Frédéric Saccoman, director of the Cave d’Héraclès: “direct effect of global warming”

The first bunches of Muscats arrive in the vats! No you are not dreaming, the harvest has just started this Friday morning, near Codognan, in the Gard. To the Cave d’Héraclès, the first 100% organic vineyard in France, where France Bleu Gard Lozère spent the morning live. Frédéric Saccoman is the director of the Cave d’Héraclès. It was at 8 a.m. live on FB Gard Lozère: “I am in the cellar of Heracles, in the cellar and in fact, we are watching the first Muscat grapes come in. That morning, they have just crossed the doorstep.

Frédéric Saccoman is the director of the Cave d’Héraclès. © Radio France
Paul LeGuen

But do you realize? You are harvesting on July 29. This early is unheard of, right?

Yes, every year I actually regret having to call you to tell you thatwe broke a new precocity record. In 2020, it was indeed July 31 which was crazy. And now it’s July 29. So we touch the direct effect of global warming on plants.

But why is the Muscat grape arriving so early this year?

It comes so early because we had a vintage where we were very hot all the time, in fact. We all remember it now and we still live it. And that the vines experience their accelerated development since quite simply when there is water – in particular by irrigation of course, I am not even talking about rain, we don’t even talk about it anymore, “in quotation marks” – but when there is water and when it is very hot, the plant lives its cycle accelerated and it is ready earlier. And like the consumers that we all are, we always want to have Muscat wines – in any case for those that we make there at eleven and a half degrees, etc etc – but if we want them to be “eleven and a half degrees”, we must harvest them now.

So it was really a necessity to start today. It was not by looking at the neighbor that you said to yourself “I should get started too”?

No, it’s not the somewhat masculine competition! I’m not going to use rude expressions, but the thing is that we actually start now. But it’s not to stop for eight weeks, it’s not just “today, we do 60 tons and we stop for two weeks”. It’s really, we start there and from next week, we continue.

But the grape varieties you are harvesting today, will you still be able to harvest them tomorrow or will they have to be changed because with global warming, they will no longer be resistant enough?

Indeed, your comment is correct. The issue of adaptation to global warming is something that has already been driving us for some time at the level of the profession in general. The adaptation of grape varieties, cultural techniques, is necessary. We are becoming, I would say, at the climate level, the climatic conditions that we must have in northern Africa now. The Maghreb and France must start to look alike in terms of climate. And it’s true that the problem now is going to be to transform our farming method and no doubt our grape varieties towards grape varieties that are adapted to these climates. And it’s up to us afterwards to explain that to the customers since it’s once again us, the consumers, who are always looking for Sauvignons, Muscat and Chardonnay -to speak of white grapes-. And tomorrow, maybe we’ll drink things that won’t be those grape varieties anymore, because the grape varieties aren’t going to make it.

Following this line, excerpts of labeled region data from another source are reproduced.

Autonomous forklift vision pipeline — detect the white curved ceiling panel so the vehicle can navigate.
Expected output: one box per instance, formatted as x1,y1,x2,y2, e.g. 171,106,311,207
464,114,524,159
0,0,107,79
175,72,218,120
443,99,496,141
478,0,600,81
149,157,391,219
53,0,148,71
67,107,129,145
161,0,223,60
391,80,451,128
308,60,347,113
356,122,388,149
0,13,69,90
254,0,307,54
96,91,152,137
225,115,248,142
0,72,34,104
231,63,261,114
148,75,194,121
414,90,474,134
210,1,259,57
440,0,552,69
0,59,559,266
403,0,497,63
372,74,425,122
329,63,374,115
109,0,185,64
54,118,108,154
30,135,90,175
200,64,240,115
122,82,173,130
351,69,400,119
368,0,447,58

Grapes are said to like heat. What will the 2022 vintage taste like?

It’s going to be a good vintage because in fact the the counterpart of the heat, of the absence of water, is that diseases develop very little. So in fact, today we are on grapes that are healthy, so they will be good. After the difficulty that we risk having if it still does not rain, it is because for the vines that are not irrigated, water stress will also be a quality problem. But for the moment, we are still hoping for the famous storm of August 15 which .. if it is calm .. helps us.